Tears sprung to his eyes. “Barry!” he embraced the dog, who licked his face. But then, the dog wrestled free of his embrace and began barking.
Jeremiah cocked his head to the side. “You want me to follow you?” Jeremiah followed the dog through the town until they left it, and then followed him further. “Where are we going? I’m getting tired Barry!”
Jeremiah followed Barry until night fell, and they had to rest. In the morning, Barry continued at the same pace, and Jeremiah followed him until they arrived at a different town—one that was quite a bit wealthier than his old one. And finally, Barry brought him to a house—a white, two story house with a beautiful garden out front.
Jeremiah was devastated. He swallowed a lump in his throat. “Is this your new home, boy? Well… I’ll tell them that you’re back. I’ll miss you…”
Jeremiah embraced Barry for what he thought would be the last time, and then knocked on the door. A man and a woman answered—a handsome couple by any standard—and beamed at seeing Barry. “Oh! You’ve returned Barry! We were so worried about you!”

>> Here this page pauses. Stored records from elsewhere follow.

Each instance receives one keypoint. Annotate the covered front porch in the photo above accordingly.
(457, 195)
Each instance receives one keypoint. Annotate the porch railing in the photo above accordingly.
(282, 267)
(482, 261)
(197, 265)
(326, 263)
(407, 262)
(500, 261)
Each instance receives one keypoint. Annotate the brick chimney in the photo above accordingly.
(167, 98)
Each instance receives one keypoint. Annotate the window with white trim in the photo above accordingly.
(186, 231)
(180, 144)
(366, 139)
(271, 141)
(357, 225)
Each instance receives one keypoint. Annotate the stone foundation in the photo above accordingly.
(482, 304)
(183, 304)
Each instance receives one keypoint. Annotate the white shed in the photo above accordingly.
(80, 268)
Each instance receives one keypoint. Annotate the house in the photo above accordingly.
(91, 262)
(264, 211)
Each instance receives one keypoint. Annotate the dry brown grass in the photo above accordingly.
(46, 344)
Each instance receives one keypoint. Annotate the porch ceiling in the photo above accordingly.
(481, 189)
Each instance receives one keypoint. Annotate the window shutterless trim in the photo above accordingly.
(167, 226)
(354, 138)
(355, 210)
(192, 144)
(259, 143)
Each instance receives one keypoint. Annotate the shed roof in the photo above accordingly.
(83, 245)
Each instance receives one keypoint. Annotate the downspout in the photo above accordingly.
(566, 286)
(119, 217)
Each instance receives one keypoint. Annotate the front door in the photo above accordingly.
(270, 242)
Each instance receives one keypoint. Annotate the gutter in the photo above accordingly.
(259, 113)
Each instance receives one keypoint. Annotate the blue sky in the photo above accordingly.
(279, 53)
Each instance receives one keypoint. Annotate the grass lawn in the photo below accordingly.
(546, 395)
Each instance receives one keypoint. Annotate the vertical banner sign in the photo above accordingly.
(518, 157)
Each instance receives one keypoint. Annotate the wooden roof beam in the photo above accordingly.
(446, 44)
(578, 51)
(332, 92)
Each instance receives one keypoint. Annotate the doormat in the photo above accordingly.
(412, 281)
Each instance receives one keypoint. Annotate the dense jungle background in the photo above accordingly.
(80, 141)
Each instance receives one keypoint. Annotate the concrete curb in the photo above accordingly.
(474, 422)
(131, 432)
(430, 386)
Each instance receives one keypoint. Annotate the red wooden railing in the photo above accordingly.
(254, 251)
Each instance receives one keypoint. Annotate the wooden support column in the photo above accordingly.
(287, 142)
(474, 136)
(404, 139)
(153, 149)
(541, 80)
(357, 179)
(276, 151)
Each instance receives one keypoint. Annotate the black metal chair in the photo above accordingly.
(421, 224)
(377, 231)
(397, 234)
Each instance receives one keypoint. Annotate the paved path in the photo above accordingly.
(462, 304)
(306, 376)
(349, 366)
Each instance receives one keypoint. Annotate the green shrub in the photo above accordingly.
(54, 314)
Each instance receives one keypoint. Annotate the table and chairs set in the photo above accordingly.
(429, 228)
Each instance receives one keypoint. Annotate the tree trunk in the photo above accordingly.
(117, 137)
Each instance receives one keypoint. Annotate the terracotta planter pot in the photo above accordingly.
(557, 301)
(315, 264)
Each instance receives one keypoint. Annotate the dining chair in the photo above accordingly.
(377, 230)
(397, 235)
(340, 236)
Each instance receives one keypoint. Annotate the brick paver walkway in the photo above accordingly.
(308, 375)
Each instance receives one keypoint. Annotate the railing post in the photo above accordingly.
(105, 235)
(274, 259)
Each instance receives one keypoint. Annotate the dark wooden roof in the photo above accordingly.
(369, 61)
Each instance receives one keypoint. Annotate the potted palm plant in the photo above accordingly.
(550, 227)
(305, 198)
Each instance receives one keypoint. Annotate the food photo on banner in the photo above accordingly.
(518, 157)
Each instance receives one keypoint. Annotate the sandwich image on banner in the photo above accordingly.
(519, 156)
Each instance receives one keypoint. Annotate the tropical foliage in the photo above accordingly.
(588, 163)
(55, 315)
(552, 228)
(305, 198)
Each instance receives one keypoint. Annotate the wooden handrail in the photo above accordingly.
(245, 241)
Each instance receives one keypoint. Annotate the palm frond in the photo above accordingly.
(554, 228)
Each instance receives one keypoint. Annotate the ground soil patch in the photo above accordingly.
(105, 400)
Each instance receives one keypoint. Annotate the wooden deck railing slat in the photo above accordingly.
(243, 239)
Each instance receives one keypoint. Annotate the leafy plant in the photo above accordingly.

Jeremiah looked at his feet. “I brought him home. I’m glad he has a nice place to stay…” Jeremiah knelt next to Barry, nuzzling his face into the dog’s fur. “Goodbye, boy. You were the best thing that ever happened to me.”
Jeremiah turned away, intending to head back to his old town, but Barry whimpered, nuzzling him affectionately. The handsome couple knelt by Jeremiah. “What’s your name? Where are your parents?”
What Jeremiah was not expecting, was for the couple to adopt both him and his dog.
Truly, meeting Barry was the luckiest thing that ever happened to him.